関連画像

写真拡大

システム開発などを手がけるIT企業(東京都港区)で働く30代の会社員・ウメダさんが、職場での受動喫煙によって、体調を崩し休職したところ、そのまま退職扱いになったとして、11月17日、東京地裁に労働審判を申し立てた。会社員としての地位を確認するとともに、100万円の慰謝料などを求める。

事実上の解雇と主張するウメダさんは11月17日、会見で「代表者らは屋外にある徒歩10分の喫煙所にも行ってくれなかった」と話した。

●受動喫煙の対策を求めた

ウメダさんは2017年2月に同社に入社。当初は客先常駐で働いていたが、2018年7月〜2019年6月まで1年間の育児休業を取得した。

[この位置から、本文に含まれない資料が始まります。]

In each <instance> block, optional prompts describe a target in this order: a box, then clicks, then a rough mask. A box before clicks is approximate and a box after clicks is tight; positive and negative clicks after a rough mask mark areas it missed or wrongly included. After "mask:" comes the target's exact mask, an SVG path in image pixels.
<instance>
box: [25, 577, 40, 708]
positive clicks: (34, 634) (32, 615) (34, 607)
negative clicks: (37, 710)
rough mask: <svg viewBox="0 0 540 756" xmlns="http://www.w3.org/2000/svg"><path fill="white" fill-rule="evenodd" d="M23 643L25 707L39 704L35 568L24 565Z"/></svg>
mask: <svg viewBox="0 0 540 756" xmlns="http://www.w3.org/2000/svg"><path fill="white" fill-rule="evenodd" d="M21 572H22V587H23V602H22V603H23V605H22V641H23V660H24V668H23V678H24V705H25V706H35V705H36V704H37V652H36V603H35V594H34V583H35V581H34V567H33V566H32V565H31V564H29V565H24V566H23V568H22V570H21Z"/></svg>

復職した同年7月1日、代表者の自宅を兼ねる本社オフィスで勤務を開始。代表者や、一部の社員らが、リビングにある台所の換気扇下でタバコを吸うため、咳が止まらない状態になったという。

代表者に、在宅勤務や客先常駐での働き方を要望するとともに、室内禁煙などを求め、それらが実現するまでは有給消化することを申し入れた。また、受動喫煙症との診断書を提出している。

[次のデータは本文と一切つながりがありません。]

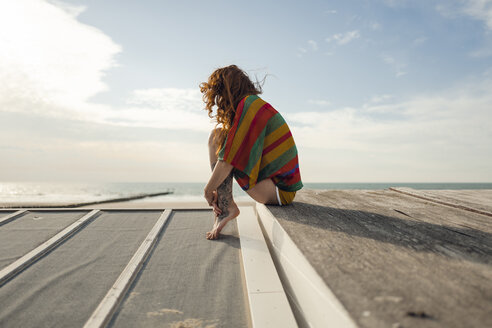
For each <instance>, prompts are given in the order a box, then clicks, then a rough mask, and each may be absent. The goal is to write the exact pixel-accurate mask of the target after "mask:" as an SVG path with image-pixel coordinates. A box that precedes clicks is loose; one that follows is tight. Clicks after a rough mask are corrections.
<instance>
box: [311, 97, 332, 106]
mask: <svg viewBox="0 0 492 328" xmlns="http://www.w3.org/2000/svg"><path fill="white" fill-rule="evenodd" d="M308 104H312V105H316V106H321V107H327V106H330V105H331V102H329V101H328V100H319V99H318V100H316V99H309V100H308Z"/></svg>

しかし、具体的な受動喫煙対策がとられることないまま、2020年2月7日に、休職期間満了として、自動的に退職となっていることが通知された。

ウメダさんは、加盟したプレカリアートユニオンを通じて、改善を申し入れたが、なされなかったため、申し立てに至った。

●事実上の解雇だと主張

申立人代理人の増田崇弁護士は「就労困難であり、復職のための改善がなされず、事実上の解雇をされた」とする。

台所とリビングには区切りがなく、法令で定められた「職場における受動喫煙防止のためのガイドライン」が守られていないと主張する。

会社側は、ガイドラインは、健康増進法の施行された2020年3月1日からのものであると主張しているそうだ。しかし、申立人側は、それでも、受動喫煙から労働者を保護することを定めた労働安全衛生法にのっとり、それ以前から受動喫煙対策が実施されるべきだとする。

なお、客先常駐は派遣先が見つからず、労務管理の必要性から在宅勤務も認めなかったという。ベランダでの喫煙は、マンションの管理組合からの要請により、できなかったそうだ。

ユニオンの清水直子執行委員長は「屋外の喫煙スペースには往復10分かかり、業務効率が落ちる」との会社主張を紹介した。

「優先すべきは命や健康だというのは結論をまたないと思う。驚いています」

●咳やめまいがします

ウメダさんは「受動喫煙をうけると、咳やめまいがします。(煙が)多ければ多いほど、咳が多くなります」と話す。睡眠不足など、軽い体調不良が重なることで、その症状はひどくなるそうだ。